Yah, I'm not really saying to add hydro-- there's few opportunities to do this.

But lots of hydro installations are already suited to "peaker" use, where you draw from reservoir just when you need to, and many more can be adapted this way. (Really doing this effectively may require large capital costs to increase the amount of peak generation available from them, drawing down the reservoir more quickly).

> Perhaps. You'd have to somehow incentivize some industrial businesses to participate in the grid smartly. For example, an electric smelter which only operates during overproduction periods. IDK, maybe the power companies get involved in the steal milling business.

This already exists. You can get a big discount on your power if you are a big industrial customer and willing to be turned off with little notice. We need to extend this out to delaying house heat slightly, etc, electric car charging points, as you say.

> the required cost of deploying that sort of equipment would be pretty high

Ain't nothing compared to the capital cost of overprovisioning further or doing storage.

That's what I'm saying: use nuclear as part of a series of things to limit the amount of wind overprovisioning needed. We're going to have extra power during the day most of the time.

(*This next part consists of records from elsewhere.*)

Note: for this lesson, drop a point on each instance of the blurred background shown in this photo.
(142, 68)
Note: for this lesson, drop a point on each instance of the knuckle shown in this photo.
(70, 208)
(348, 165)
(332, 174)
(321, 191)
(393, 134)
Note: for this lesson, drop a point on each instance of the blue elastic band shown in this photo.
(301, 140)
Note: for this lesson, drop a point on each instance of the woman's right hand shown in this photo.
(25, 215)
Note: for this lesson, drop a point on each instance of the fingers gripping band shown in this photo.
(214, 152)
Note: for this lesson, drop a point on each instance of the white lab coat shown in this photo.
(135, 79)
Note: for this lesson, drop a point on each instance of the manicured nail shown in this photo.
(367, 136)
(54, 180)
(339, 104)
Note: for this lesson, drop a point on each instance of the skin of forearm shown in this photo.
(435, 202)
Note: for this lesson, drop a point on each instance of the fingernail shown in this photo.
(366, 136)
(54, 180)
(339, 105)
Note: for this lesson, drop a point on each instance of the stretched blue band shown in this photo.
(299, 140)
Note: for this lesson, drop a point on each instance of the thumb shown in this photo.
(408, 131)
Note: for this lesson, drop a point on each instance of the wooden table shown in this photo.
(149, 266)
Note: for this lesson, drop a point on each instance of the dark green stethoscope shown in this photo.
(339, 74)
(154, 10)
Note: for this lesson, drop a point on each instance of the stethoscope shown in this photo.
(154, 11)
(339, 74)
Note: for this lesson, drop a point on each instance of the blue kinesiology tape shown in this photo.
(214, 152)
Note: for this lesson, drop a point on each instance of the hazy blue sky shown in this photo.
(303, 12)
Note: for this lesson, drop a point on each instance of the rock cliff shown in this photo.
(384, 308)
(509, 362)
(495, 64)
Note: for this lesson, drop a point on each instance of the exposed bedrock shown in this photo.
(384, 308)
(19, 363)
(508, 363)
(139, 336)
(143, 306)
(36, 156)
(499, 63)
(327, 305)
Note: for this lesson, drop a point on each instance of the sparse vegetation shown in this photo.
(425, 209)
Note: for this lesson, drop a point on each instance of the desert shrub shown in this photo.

But the intermittency at night of wind alone is a big problem. It seems like burning some gas-- hopefully mostly biogas-- is part of the solution, along with leveraging hydroelectric to the maximum extent.

As we add things like electric heating and electric cars charging, etc-- nuclear has a big opportunity to address this increase in base load (and can be effectively combined with smart grid on these uses).

In the end, we cannot build out just wind fast enough, anyways, even if we ignore the overprovisioning required for availability. Might as well build out nuclear in parallel.